At 9:13 AM, Anonymous Anonymous said...

just bank employees...

The military's response, in plain english:

Ok, they were innocents. So what? We have a license to kill anybody we want, for any reason. We have a right to lie about the circumstances. So screw 'em. No big deal.
.

 
At 11:15 AM, Anonymous Anonymous said...

Update: At least 57 killed

Suicide attacks kill 57 in Baghdad, Kirkuk

28 July 2008

BAGHDAD - Suicide bombers struck a Shiite pilgrimage in Baghdad and a Kurdish protest rally in northern Iraq on Monday, killing at least 57 people and wounding nearly 300, police said.

Three female suicide bombers blew their explosive vests in the middle of pilgrims in Baghdad, moments after a roadside bomb attack, killing at least 32 people and wounding 102, Iraqi officials said.

In the oil-rich northern city of Kirkuk, 25 people were killed and 185 wounded when a blast tore through a crowd of Kurds protesting a draft provincial elections law, officials said.

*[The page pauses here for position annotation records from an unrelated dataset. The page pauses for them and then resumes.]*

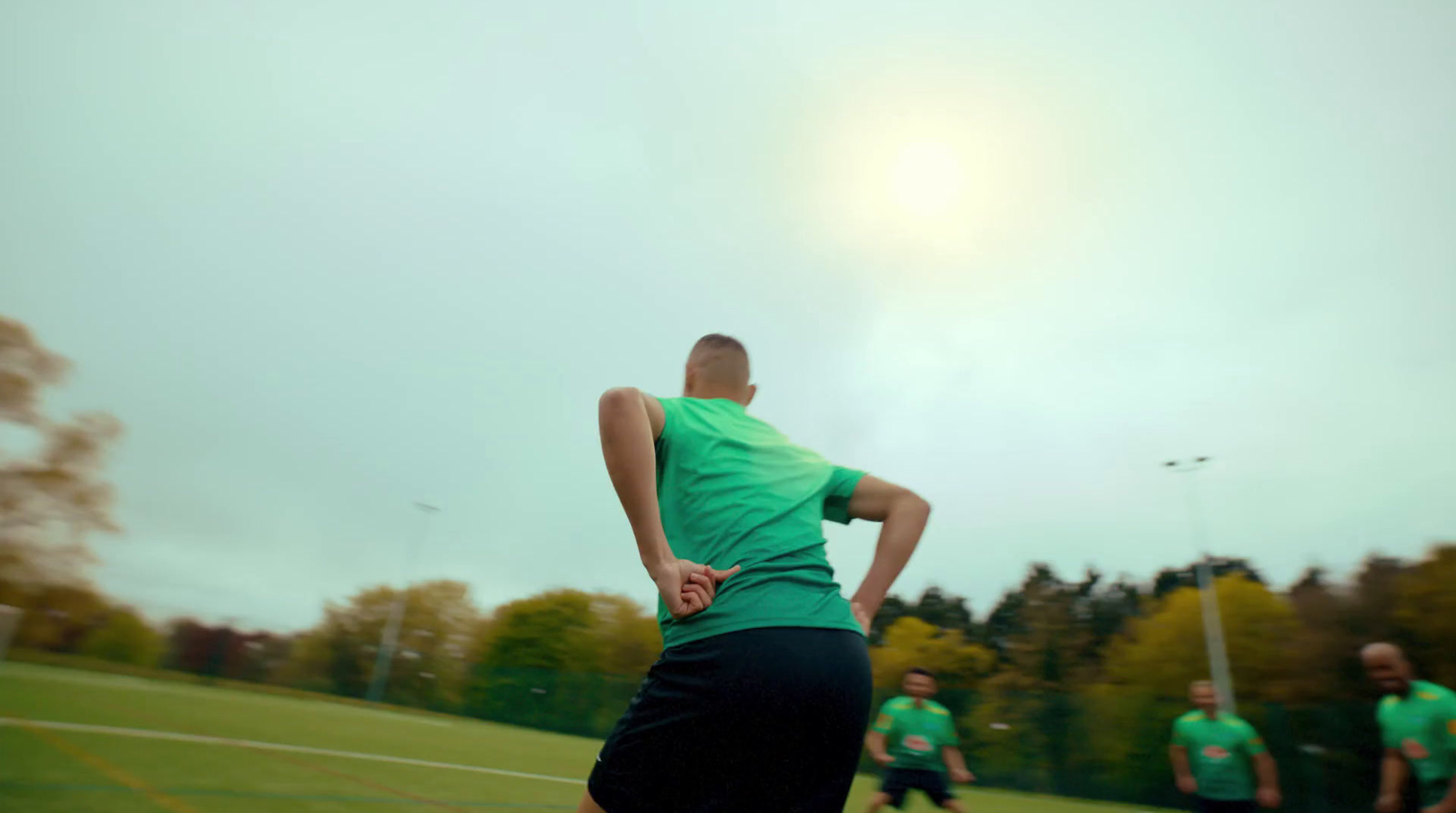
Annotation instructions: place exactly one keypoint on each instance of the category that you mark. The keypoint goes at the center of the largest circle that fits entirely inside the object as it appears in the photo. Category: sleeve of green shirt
(1179, 735)
(1252, 742)
(1449, 721)
(836, 494)
(885, 721)
(1387, 733)
(950, 736)
(670, 410)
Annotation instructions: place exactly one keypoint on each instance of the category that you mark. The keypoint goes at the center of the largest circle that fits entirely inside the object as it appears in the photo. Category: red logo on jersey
(916, 742)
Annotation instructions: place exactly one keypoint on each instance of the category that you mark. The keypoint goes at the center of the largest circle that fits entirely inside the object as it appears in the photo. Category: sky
(327, 259)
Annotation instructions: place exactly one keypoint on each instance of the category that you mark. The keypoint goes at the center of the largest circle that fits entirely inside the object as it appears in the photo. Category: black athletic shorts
(1225, 806)
(897, 781)
(754, 720)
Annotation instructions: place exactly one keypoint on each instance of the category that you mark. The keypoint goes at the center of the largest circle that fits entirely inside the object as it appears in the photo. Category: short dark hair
(720, 341)
(721, 361)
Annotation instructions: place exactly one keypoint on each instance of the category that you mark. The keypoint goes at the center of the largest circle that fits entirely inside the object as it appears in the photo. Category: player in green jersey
(1216, 757)
(915, 739)
(762, 696)
(1419, 727)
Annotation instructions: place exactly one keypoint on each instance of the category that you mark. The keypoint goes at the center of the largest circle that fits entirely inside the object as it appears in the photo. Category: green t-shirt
(1219, 754)
(1423, 727)
(734, 492)
(915, 736)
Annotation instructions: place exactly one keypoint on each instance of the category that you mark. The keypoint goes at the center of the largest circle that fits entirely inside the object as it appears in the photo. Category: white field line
(174, 736)
(127, 682)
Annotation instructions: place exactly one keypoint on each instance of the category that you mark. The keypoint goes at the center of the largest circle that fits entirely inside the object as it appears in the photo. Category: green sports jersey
(1219, 752)
(734, 492)
(1423, 727)
(915, 736)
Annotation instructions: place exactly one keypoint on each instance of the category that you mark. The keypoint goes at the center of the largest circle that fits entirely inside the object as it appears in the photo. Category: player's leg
(657, 757)
(813, 689)
(935, 786)
(877, 801)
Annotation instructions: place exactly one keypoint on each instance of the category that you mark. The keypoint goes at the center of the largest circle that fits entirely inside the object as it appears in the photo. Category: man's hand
(689, 587)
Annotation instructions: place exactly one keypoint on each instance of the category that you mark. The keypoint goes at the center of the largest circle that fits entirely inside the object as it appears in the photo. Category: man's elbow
(912, 504)
(618, 400)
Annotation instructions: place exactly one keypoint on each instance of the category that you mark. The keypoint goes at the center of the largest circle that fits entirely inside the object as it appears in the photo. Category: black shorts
(754, 720)
(1225, 806)
(899, 781)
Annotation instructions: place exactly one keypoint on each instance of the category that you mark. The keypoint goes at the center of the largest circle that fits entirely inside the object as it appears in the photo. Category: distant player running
(915, 739)
(1419, 728)
(762, 694)
(1216, 757)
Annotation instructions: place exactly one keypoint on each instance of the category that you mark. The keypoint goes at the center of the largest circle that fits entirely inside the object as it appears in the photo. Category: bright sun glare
(926, 178)
(924, 174)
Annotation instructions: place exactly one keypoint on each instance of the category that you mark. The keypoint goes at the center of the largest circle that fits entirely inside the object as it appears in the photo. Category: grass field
(86, 742)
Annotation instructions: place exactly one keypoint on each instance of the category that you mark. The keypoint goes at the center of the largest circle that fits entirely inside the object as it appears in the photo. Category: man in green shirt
(915, 739)
(762, 694)
(1419, 727)
(1216, 757)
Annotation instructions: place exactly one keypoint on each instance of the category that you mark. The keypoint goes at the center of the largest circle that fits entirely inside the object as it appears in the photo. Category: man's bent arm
(954, 759)
(1392, 772)
(903, 516)
(1178, 755)
(875, 745)
(631, 422)
(1266, 769)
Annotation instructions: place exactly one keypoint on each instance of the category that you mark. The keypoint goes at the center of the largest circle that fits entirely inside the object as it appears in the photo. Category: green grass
(53, 769)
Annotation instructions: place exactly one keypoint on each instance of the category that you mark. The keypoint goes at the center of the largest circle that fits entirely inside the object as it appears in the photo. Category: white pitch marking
(152, 735)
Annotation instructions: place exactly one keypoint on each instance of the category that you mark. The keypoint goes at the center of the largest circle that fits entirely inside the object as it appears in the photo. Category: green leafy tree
(1426, 609)
(124, 637)
(51, 494)
(914, 643)
(1164, 652)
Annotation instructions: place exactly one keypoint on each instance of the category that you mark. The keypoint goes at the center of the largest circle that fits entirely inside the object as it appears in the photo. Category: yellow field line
(109, 771)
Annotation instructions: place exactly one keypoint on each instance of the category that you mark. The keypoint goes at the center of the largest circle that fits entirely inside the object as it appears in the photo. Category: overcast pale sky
(329, 259)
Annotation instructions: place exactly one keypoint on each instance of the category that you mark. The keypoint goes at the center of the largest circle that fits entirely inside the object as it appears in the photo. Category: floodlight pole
(397, 612)
(1208, 596)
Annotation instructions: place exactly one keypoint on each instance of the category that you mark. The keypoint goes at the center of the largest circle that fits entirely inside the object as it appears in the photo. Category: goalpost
(9, 619)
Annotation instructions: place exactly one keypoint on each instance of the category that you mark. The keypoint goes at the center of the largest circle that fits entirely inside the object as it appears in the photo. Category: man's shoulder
(1238, 721)
(1387, 706)
(936, 708)
(1429, 691)
(899, 704)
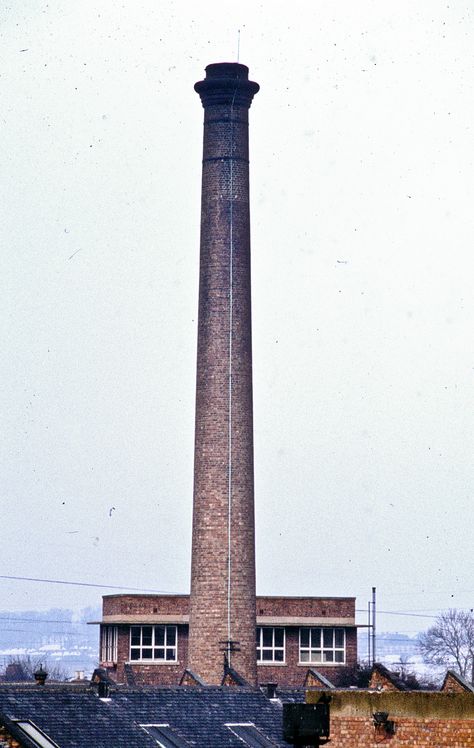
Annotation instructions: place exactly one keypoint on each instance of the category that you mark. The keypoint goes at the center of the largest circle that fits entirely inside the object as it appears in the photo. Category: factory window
(158, 643)
(322, 645)
(108, 644)
(270, 644)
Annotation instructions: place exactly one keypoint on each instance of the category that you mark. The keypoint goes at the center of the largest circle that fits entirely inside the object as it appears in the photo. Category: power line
(43, 620)
(399, 613)
(85, 584)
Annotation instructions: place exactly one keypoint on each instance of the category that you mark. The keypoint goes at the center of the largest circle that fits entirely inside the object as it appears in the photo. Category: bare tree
(450, 642)
(21, 668)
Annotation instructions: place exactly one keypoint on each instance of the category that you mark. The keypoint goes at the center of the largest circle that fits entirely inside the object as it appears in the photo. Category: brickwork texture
(223, 544)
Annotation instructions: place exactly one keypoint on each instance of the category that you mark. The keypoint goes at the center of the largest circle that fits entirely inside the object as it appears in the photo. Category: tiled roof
(74, 716)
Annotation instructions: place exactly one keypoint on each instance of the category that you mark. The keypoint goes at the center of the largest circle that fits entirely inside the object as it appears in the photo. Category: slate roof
(75, 717)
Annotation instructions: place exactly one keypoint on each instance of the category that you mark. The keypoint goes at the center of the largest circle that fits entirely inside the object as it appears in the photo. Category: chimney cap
(226, 83)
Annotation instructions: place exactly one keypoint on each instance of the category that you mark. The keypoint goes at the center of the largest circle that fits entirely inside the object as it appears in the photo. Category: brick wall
(422, 719)
(145, 604)
(223, 543)
(319, 607)
(142, 607)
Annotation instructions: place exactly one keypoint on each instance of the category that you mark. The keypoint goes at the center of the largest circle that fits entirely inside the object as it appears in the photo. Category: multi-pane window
(108, 649)
(157, 643)
(270, 644)
(322, 645)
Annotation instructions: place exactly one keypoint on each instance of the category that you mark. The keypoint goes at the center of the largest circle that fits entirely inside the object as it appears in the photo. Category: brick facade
(290, 613)
(223, 543)
(421, 719)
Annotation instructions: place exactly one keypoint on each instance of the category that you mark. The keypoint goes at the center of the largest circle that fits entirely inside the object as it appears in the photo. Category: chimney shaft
(222, 612)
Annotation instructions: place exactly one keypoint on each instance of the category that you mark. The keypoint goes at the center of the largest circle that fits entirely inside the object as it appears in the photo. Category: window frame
(34, 733)
(153, 646)
(273, 648)
(322, 647)
(109, 644)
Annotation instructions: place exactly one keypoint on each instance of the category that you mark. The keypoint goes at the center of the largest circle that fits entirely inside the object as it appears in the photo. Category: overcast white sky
(362, 187)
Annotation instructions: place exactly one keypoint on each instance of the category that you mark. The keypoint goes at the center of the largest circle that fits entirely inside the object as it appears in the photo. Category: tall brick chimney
(222, 608)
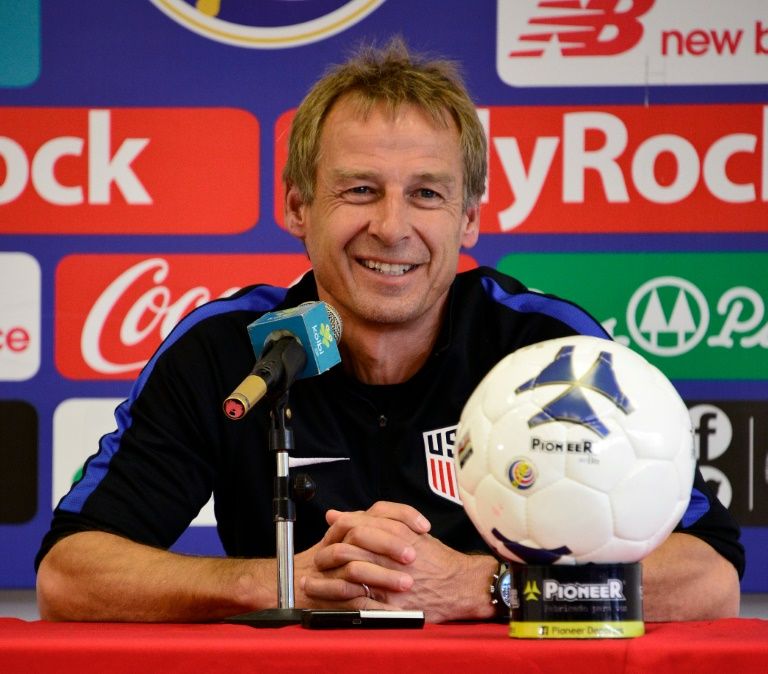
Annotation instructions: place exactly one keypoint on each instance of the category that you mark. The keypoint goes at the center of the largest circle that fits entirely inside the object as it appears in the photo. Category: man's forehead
(361, 109)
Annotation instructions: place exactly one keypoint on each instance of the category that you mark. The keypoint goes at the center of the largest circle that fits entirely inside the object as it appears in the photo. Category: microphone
(289, 344)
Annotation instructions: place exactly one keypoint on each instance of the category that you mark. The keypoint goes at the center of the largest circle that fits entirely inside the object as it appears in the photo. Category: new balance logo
(572, 405)
(578, 28)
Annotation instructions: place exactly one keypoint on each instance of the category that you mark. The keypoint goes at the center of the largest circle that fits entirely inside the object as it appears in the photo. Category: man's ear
(295, 212)
(471, 227)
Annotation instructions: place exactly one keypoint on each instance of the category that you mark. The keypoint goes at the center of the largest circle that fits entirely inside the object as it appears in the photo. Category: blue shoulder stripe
(697, 507)
(531, 302)
(259, 299)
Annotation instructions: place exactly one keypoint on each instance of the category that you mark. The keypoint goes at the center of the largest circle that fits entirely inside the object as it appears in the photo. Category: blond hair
(392, 76)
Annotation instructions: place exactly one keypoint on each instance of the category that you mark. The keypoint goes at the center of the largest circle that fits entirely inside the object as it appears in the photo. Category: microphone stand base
(271, 617)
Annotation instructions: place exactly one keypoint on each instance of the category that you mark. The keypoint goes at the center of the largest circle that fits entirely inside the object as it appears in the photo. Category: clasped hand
(384, 558)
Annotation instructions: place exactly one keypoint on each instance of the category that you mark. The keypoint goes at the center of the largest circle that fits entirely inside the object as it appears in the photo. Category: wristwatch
(500, 590)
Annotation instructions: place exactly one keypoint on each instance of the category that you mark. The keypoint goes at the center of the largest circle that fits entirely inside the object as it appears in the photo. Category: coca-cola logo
(113, 311)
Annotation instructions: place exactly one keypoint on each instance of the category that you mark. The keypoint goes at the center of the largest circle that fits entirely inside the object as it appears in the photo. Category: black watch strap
(500, 591)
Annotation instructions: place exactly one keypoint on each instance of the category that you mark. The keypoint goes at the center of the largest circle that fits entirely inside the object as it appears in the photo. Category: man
(385, 173)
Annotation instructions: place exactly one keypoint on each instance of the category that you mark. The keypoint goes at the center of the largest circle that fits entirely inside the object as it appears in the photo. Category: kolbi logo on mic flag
(311, 323)
(439, 446)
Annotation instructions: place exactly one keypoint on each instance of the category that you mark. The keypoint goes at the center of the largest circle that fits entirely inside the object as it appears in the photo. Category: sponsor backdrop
(141, 143)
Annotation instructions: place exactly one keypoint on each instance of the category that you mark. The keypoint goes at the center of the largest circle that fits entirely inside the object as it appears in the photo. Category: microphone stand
(284, 515)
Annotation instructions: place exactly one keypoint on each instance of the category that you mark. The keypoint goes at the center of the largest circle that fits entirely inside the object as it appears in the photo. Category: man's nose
(389, 220)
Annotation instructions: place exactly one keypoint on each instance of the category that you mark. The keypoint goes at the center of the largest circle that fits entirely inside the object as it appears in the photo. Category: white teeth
(386, 268)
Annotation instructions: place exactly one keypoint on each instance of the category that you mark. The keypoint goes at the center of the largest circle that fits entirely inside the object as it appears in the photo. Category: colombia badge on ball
(589, 601)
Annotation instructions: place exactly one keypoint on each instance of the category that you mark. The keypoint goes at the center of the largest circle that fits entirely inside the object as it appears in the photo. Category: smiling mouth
(387, 268)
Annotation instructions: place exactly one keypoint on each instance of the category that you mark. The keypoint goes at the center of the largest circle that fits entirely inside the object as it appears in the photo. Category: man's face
(387, 222)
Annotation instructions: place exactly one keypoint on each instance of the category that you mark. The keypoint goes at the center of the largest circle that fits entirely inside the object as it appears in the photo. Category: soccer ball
(575, 450)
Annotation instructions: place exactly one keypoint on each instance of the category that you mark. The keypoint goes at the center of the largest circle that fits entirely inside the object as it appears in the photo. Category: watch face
(505, 584)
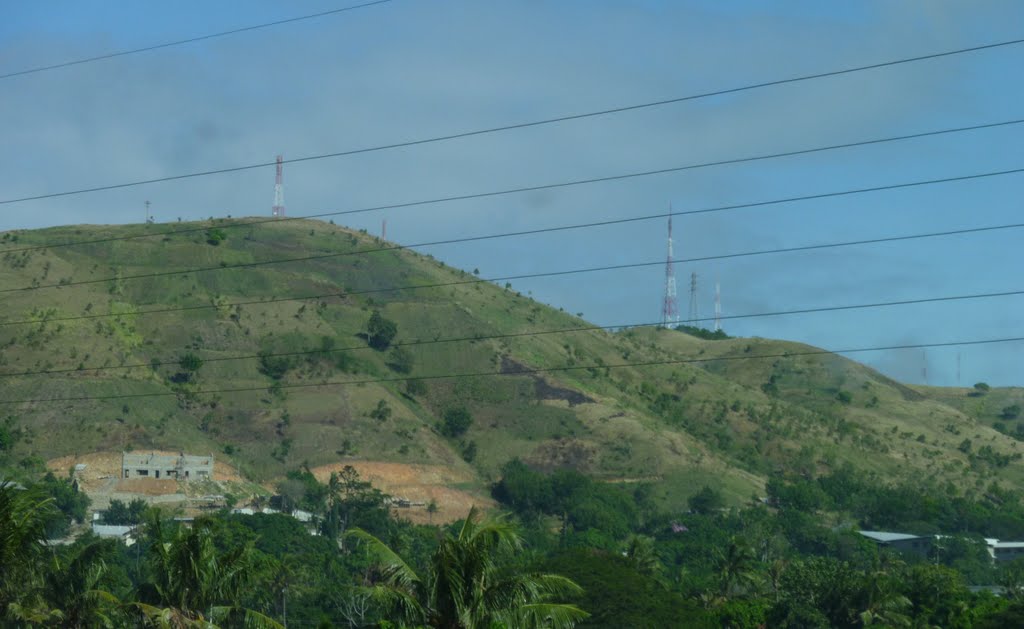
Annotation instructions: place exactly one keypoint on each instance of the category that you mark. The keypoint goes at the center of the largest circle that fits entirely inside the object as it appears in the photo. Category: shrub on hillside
(380, 331)
(457, 421)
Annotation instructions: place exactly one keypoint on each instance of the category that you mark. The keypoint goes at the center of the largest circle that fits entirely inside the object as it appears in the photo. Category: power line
(221, 267)
(771, 156)
(342, 293)
(485, 337)
(526, 372)
(190, 40)
(524, 125)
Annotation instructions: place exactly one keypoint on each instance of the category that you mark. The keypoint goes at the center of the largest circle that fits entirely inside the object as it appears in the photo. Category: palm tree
(883, 604)
(74, 589)
(24, 514)
(642, 554)
(736, 568)
(194, 584)
(466, 586)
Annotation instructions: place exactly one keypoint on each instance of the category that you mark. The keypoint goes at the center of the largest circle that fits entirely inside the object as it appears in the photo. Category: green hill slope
(730, 421)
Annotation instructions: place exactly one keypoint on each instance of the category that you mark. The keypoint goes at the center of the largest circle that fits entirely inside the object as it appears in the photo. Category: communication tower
(693, 316)
(718, 305)
(670, 304)
(279, 190)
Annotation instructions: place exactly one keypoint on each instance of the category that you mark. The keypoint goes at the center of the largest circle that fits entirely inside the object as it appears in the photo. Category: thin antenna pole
(694, 315)
(670, 303)
(279, 190)
(718, 305)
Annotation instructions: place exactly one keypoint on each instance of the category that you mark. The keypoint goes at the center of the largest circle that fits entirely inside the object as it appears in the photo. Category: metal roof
(883, 536)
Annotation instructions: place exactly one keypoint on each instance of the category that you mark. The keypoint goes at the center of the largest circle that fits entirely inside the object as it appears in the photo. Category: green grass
(727, 423)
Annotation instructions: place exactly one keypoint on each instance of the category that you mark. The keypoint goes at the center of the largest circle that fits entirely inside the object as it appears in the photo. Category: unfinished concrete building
(182, 466)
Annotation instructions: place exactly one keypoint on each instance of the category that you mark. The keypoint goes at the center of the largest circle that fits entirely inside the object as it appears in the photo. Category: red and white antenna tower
(279, 190)
(718, 305)
(670, 305)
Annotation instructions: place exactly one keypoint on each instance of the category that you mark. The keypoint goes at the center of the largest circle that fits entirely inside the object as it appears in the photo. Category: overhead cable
(536, 123)
(307, 258)
(522, 371)
(190, 40)
(344, 293)
(484, 337)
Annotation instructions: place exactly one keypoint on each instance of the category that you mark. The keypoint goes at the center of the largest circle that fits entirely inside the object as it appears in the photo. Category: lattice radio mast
(718, 305)
(670, 305)
(693, 313)
(279, 189)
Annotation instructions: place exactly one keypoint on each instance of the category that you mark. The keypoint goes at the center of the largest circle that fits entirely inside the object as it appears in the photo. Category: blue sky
(413, 69)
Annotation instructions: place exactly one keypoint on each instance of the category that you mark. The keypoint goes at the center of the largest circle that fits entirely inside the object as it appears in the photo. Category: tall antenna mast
(670, 304)
(693, 313)
(279, 190)
(718, 305)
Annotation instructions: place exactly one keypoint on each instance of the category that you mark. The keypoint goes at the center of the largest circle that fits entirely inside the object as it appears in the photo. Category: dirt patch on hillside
(418, 485)
(543, 388)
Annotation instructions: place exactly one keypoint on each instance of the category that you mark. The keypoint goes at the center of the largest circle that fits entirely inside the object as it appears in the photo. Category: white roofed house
(1005, 551)
(901, 542)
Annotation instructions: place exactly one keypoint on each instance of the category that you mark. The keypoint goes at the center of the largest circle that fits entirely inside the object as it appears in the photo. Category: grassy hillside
(730, 421)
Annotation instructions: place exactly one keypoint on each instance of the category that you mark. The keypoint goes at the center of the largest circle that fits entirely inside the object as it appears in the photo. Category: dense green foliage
(120, 513)
(380, 331)
(795, 561)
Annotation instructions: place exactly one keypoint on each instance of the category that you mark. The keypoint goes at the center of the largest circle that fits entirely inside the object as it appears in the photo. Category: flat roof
(164, 460)
(884, 536)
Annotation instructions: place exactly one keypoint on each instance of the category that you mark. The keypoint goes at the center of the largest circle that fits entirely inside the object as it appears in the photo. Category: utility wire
(536, 123)
(485, 337)
(190, 40)
(771, 156)
(527, 371)
(343, 293)
(307, 258)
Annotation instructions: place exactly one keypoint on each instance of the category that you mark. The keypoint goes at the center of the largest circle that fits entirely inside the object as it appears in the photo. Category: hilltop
(711, 413)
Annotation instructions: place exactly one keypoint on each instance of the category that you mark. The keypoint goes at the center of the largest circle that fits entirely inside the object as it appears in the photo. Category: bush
(190, 363)
(400, 360)
(273, 366)
(707, 501)
(457, 421)
(121, 513)
(215, 237)
(380, 331)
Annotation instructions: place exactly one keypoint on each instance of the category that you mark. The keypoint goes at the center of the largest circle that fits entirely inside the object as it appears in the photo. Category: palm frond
(548, 616)
(393, 568)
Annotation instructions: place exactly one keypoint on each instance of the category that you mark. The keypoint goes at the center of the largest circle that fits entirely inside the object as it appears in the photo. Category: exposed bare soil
(418, 484)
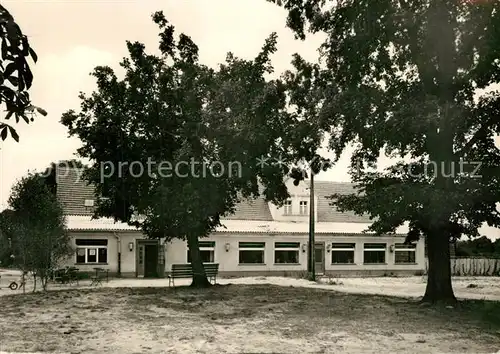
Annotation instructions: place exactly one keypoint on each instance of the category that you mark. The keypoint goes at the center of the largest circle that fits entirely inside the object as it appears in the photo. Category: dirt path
(235, 319)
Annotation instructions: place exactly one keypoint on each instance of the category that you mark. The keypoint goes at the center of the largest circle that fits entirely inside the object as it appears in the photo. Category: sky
(72, 37)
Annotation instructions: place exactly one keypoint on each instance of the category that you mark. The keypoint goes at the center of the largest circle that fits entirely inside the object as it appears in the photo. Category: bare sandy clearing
(234, 319)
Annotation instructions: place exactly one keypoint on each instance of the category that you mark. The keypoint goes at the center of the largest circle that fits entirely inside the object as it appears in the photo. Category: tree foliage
(172, 111)
(36, 226)
(400, 76)
(15, 75)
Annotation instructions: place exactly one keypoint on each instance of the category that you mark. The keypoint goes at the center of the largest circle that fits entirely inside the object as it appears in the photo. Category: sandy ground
(253, 315)
(486, 288)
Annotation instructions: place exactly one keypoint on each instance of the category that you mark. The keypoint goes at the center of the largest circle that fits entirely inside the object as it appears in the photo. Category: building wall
(176, 252)
(128, 260)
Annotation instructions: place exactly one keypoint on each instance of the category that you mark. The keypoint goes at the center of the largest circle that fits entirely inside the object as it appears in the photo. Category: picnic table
(99, 276)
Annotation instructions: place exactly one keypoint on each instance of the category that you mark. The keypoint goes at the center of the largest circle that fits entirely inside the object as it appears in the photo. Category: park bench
(186, 271)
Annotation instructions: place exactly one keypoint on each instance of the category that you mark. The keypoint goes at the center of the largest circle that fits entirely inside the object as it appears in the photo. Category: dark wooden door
(150, 261)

Local police said remains recovered from the scene showed the attacker was a woman. The U.S. military confirmed a suicide bombing but said there was no indication the attacker was a woman.

Full piece Here

.

 
At 12:18 PM, Anonymous Anonymous said...

Over 50 people killed by bombers (among other violence) and the event does not manage to lead the homepages of cnn, msnbc, or foxnews. I don't watch those channels much so I don't know if they're covering it. It's obscene to me that they can make claims about the success of the surge and then fail to cover events that suggest that that success if far from certain.

 
At 2:13 PM, Anonymous Anonymous said...

Professor Cole,
The first source of your posting (Reuters UK) talks about the AQ Islamist as the perpetrators, but you are talking about the Sunni Arab guerrillas doing the killings. Given that there were more than one incident in a single day (attacking the Shia pilgrims and also the Kurds) perhaps the category "Sunni Arab guerrillas" should be used with more caution.